The terms “polypeptide,” “peptide”, and “protein” are used interchangeably herein to refer to a polymer of amino acid residues. The terms apply to amino acid polymers in which one or more amino acid residue is an artificial chemical analogue of a corresponding naturally occurring amino acid, as well as to naturally occurring amino acid polymers.

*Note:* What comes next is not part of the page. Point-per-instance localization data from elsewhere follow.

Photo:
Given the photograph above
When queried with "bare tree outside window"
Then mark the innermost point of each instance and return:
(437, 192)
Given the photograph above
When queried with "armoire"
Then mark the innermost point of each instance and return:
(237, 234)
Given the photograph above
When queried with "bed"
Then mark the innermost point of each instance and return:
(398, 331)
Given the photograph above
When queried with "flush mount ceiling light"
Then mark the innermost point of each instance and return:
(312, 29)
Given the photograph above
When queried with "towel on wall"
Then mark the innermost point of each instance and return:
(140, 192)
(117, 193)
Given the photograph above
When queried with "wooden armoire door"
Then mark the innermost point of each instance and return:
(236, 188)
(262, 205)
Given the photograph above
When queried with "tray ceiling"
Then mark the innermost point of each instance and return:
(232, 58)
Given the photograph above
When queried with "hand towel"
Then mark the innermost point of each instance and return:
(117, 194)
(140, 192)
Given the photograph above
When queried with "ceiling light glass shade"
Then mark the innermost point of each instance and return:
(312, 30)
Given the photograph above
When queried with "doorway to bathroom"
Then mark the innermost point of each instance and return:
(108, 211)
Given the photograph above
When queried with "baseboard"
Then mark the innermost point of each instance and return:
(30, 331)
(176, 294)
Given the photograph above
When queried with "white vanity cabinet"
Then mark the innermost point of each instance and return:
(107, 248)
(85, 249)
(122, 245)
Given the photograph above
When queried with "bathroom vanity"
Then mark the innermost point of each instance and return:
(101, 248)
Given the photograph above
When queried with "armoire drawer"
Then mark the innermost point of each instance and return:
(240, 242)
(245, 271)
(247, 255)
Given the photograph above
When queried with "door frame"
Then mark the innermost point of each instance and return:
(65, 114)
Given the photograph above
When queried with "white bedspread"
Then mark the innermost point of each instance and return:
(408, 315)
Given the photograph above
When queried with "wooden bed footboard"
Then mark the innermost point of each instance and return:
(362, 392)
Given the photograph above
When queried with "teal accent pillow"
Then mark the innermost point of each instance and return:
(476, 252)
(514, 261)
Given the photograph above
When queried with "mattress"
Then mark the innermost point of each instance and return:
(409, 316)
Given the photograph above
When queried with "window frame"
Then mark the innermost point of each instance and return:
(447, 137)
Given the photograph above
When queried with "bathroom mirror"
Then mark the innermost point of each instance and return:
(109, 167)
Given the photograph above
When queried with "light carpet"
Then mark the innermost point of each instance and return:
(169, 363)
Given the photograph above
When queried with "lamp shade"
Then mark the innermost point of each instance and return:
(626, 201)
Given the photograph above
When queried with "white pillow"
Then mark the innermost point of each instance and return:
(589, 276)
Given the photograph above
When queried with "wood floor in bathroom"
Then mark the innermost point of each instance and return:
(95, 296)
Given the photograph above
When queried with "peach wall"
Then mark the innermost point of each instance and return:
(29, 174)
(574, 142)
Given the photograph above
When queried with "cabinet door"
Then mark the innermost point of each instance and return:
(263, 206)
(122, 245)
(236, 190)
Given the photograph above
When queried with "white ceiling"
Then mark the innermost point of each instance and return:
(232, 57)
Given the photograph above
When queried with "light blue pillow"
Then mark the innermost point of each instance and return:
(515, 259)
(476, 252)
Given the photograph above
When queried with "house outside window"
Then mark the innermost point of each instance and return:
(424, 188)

As used herein, the term “percent sequence identity” or “% sequence identity” refers to the percentage of identical nucleotides or amino acids in a linear polynucleotide or polypeptide sequence of a reference (“query”) sequence (or its complementary strand) as compared to a test (“subject”) sequence (or its complementary strand) when the two sequences are optimally aligned (with appropriate nucleotide or amino acid insertions, deletions, or gaps totaling less than 20 percent of the reference sequence over the window of comparison). Optimal alignment of sequences for aligning a comparison window are well known to those skilled in the art and may be conducted by tools such as the local homology algorithm of Smith and Waterman, the homology alignment algorithm of Needleman and Wunsch, the search for similarity method of Pearson and Lipman, and by computerized implementations of these algorithms such as GAP, BESTFIT, FASTA, and TFASTA available as part of the Sequence Analysis software package of the GCG® Wisconsin Package® (Accelrys Inc., San Diego, Calif.), MEGAlign (DNAStar Inc., Madison, Wis.), and MUSCLE (Edgar, “MUSCLE: multiple sequence alignment with high accuracy and high throughput”32(5):1792-7 (2004)) for instance with default parameters. The BLAST program set to the default parameters, available from the National Center for Biotechnology Information (NCBI), can also be used to obtain an optimal alignment of protein or nucleic acid sequences and to calculate the percentage of sequence identity. An “identity fraction” for aligned segments of a test sequence and a reference sequence is the number of identical components that are shared by the two aligned sequences divided by the total number of components in the portion of the reference sequence segment being aligned, that is, the entire reference sequence or a smaller defined part of the reference sequence. Percent sequence identity is represented as the identity fraction multiplied by 100. The comparison of one or more sequences may be to a full-length sequence or a portion thereof, or to a longer sequence.